###1. Using the 173 majors listed in fivethirtyeight.com’s College Majors dataset [https://fivethirtyeight.com/features/the-economic-guide-to-picking-a-college-major/], provide code that identifies the majors that contain either “DATA” or “STATISTICS”
data=read.csv('https://raw.githubusercontent.com/fivethirtyeight/data/master/college-majors/all-ages.csv',header=T)
head(data)
## Major_code Major
## 1 1100 GENERAL AGRICULTURE
## 2 1101 AGRICULTURE PRODUCTION AND MANAGEMENT
## 3 1102 AGRICULTURAL ECONOMICS
## 4 1103 ANIMAL SCIENCES
## 5 1104 FOOD SCIENCE
## 6 1105 PLANT SCIENCE AND AGRONOMY
## Major_category Total Employed Employed_full_time_year_round
## 1 Agriculture & Natural Resources 128148 90245 74078
## 2 Agriculture & Natural Resources 95326 76865 64240
## 3 Agriculture & Natural Resources 33955 26321 22810
## 4 Agriculture & Natural Resources 103549 81177 64937
## 5 Agriculture & Natural Resources 24280 17281 12722
## 6 Agriculture & Natural Resources 79409 63043 51077
## Unemployed Unemployment_rate Median P25th P75th
## 1 2423 0.02614711 50000 34000 80000
## 2 2266 0.02863606 54000 36000 80000
## 3 821 0.03024832 63000 40000 98000
## 4 3619 0.04267890 46000 30000 72000
## 5 894 0.04918845 62000 38500 90000
## 6 2070 0.03179089 50000 35000 75000
library(dplyr)
##
## Attaching package: 'dplyr'
## The following objects are masked from 'package:stats':
##
## filter, lag
## The following objects are masked from 'package:base':
##
## intersect, setdiff, setequal, union
library(tidyverse)
## -- Attaching packages --------------------------------------- tidyverse 1.3.0 --
## v ggplot2 3.3.3 v purrr 0.3.4
## v tibble 3.0.6 v stringr 1.4.0
## v tidyr 1.1.2 v forcats 0.5.1
## v readr 1.4.0
## -- Conflicts ------------------------------------------ tidyverse_conflicts() --
## x dplyr::filter() masks stats::filter()

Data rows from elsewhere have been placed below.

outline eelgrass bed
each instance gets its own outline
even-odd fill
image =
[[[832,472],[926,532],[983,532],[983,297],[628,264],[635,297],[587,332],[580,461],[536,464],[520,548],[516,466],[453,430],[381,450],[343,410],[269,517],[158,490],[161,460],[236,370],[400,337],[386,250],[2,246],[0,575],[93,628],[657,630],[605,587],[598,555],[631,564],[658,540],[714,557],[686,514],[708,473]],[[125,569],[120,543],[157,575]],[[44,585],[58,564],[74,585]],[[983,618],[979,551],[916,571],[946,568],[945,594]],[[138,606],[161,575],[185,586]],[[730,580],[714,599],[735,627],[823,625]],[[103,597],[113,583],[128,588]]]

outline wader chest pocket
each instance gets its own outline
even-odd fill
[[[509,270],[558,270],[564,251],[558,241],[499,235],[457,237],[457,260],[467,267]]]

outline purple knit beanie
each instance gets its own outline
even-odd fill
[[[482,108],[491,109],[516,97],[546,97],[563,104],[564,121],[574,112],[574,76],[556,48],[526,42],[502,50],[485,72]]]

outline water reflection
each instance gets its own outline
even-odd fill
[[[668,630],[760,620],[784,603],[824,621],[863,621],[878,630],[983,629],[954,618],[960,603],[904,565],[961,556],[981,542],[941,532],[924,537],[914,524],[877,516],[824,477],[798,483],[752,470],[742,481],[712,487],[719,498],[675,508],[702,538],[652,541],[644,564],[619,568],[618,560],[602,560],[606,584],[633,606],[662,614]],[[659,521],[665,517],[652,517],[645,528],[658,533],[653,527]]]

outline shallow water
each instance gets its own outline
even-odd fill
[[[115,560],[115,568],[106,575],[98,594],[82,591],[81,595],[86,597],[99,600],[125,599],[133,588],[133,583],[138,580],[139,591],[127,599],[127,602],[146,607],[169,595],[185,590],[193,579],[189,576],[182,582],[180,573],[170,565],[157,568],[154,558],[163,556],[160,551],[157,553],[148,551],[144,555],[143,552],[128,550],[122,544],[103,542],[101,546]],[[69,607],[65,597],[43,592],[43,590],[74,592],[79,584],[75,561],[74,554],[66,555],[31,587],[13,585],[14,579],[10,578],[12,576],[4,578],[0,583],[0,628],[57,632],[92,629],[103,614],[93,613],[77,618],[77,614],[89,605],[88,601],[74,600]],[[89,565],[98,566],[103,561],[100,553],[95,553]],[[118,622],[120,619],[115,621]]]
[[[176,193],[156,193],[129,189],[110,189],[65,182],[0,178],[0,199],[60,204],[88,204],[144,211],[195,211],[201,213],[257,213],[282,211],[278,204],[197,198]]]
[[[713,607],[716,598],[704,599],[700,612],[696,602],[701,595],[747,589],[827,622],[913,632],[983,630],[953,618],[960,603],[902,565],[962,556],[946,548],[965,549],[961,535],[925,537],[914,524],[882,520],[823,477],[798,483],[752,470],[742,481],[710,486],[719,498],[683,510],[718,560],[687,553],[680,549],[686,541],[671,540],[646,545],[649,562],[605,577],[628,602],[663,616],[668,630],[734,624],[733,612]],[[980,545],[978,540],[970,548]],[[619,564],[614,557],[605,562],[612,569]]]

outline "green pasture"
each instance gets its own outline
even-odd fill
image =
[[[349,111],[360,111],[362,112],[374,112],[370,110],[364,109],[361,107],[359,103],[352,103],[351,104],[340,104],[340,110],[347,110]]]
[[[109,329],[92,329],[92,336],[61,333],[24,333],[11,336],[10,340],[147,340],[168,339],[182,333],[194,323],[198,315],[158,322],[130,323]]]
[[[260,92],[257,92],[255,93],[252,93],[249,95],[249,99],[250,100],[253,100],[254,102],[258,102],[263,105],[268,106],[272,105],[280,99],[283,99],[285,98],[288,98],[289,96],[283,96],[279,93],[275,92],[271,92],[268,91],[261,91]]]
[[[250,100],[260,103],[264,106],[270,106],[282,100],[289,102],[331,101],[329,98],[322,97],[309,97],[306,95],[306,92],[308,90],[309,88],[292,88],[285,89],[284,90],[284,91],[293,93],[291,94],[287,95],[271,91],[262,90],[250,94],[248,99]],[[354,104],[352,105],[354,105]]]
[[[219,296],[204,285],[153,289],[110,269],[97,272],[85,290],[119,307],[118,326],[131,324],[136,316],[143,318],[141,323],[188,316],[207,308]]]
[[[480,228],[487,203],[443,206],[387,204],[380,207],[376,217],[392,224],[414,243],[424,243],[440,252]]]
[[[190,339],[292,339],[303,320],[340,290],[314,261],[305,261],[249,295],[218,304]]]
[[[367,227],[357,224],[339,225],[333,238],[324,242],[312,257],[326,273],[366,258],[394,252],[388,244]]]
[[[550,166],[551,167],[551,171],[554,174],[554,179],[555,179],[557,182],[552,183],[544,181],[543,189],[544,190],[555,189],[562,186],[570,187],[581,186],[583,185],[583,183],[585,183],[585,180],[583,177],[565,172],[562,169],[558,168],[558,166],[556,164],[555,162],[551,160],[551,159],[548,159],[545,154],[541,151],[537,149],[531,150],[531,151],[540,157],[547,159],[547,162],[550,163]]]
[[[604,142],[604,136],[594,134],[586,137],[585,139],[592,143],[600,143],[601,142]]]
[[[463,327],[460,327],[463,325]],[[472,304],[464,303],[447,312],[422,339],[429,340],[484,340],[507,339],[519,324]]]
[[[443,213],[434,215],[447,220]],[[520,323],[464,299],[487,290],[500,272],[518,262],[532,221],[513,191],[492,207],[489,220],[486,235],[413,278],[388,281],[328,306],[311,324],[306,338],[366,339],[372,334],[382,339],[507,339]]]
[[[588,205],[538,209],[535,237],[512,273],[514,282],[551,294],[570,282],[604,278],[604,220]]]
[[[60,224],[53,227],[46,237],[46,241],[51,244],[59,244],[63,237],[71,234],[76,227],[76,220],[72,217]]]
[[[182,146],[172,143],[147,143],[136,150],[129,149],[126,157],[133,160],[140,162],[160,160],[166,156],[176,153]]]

## x dplyr::lag() masks stats::lag()
ds1 = data[str_detect(data$Major, regex("DATA",ignore_case = TRUE)) | str_detect(data$Major, regex("STATISTICS",ignore_case = TRUE)) ,]
head(ds1)
## Major_code Major
## 20 2101 COMPUTER PROGRAMMING AND DATA PROCESSING
## 93 3702 STATISTICS AND DECISION SCIENCE
## 170 6212 MANAGEMENT INFORMATION SYSTEMS AND STATISTICS
## Major_category Total Employed Employed_full_time_year_round
## 20 Computers & Mathematics 29317 22828 18747
## 93 Computers & Mathematics 24806 18808 14468
## 170 Business 156673 134478 118249
## Unemployed Unemployment_rate Median P25th P75th
## 20 2265 0.09026422 60000 40000 85000
## 93 1138 0.05705405 70000 43000 102000
## 170 6186 0.04397714 72000 50000 100000
###2 Write code that transforms the data below: [1] “bell pepper” “bilberry” “blackberry” “blood orange” [5] “blueberry” “cantaloupe” “chili pepper” “cloudberry”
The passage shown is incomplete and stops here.